Hervé Morin. Rien à faire, son nom ricoche tout de suite sur le portrait du petit fonctionnaire européen. Morin, on l’image partir travailler de bon matin, la boite à tartines à la main. Déjà hanté par sa pause de midi, il sait qu’il va devoir se débarrasser des deux sandwichs jambon Herta préparés par sa femme Murielle pour aller au Quick avec les copains. Mais non, Morin se rêve à l’Elysée et tant pis s’il faut saouler Borloo, édenter Bayrou ou faire cracher à Villepin son sourire plasticien. Alors pour grimper, Morin a des idées. A la côte cet été, il est parti sauver l’euro. Sur la plage du Grau-du-Roi, il a distribué des capotes "L’euro te protège" à des touristes désormais incapables de se payer un maillot de bain. Aux dires de l’eurodéputée Rachida Dati, cette action ne serait toutefois pas parvenue à endiguer la "fellation" que la Banque centrale européenne (BCE) entend pourtant stabiliser à deux pour cent.

Le Real Madrid. Pour maintenir l’euro à flots, la BCE doit recevoir des banques certaines garanties (voir l’économie pour les Nuls : rubrique "collatéral"). Problème, les banques espagnoles n’ont plus grand-chose dans leur besace. Les maisons ne valent plus tripette, Julio Iglésias est désormais à la retraite et Alberto Contador a pourri le marché du steak espagnol. Mais Juan-Felix Sanchez, modeste employé du groupe bancaire "Bankia", s’est rappelé que sa banque avait autrefois consenti des prêts au Real Madrid pour les transferts de Kaka et Christiano Ronaldo. Ceux-ci ont donc été déposés comme garantie auprès de la Banque centrale européenne. Le président de la BCE, Jean-Claude Trichet, notoire "fanaticien" du Barça, aurait toutefois parlé "d’actifs pourris", espérant les refiler au Quatar ou aux Etats-Unis endéans les dix ans, "comme tous les footballeurs en béquilles".

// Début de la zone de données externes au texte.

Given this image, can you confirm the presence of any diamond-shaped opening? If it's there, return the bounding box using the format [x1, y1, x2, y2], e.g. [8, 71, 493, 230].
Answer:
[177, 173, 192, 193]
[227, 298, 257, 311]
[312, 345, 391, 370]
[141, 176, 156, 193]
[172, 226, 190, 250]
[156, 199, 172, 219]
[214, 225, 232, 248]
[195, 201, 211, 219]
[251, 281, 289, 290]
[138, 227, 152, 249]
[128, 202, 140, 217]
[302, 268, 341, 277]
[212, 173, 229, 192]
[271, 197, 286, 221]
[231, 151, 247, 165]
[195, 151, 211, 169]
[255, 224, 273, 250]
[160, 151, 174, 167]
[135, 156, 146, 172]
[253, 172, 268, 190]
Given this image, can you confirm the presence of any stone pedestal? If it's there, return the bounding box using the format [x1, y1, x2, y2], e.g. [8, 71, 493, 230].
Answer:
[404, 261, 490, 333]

Les Néo-Zélandais. On les croit replets et plantus, le cerveau joufflu et le QI aussi stable qu’un ballon de rugby. Balayez les clichés, les Néo-Zélandais ont des leçons d’économie à nous planter. Dame Merkel veut éviter une dévaluation ? Les Néo-Zélandais paradent déjà avec la solution. Ils ont décidé de mettre en circulation quarante pièces marquées du sceau de "Star Wars". Succès assuré et inflation maîtrisée. On sent d’ici le pack de gaufres Suzy (quatre + un gratis) s’arrondir à deux (euros) Dark Vadors, le paquet de tabac (non pas ça) chuter à trois (euros) Chewbacca, et le triptyque de culottes Wonderbra descendre à quatre (euros) Princesse Leia. Note à benêts : si tous ces noms ne vous disent rien, prière de contacter Monsieur Giscard d’Estaing. Super Mario. En octobre, Super Mario (dit aussi Mario Draghi) pilotera la zone euro. Jean-Claude Trichet peut s’endormir dans la naphtaline, Mario va relancer la machine. Mario, il a beau te parler de "debito" et de "rigore", tout le monde prend ça pour de la poésie. Seule une ombre risque alors de peser au tableau : un homme, un seul, caché sous le fallacieux nom de Super Sarko. Thibaut Roland (st.)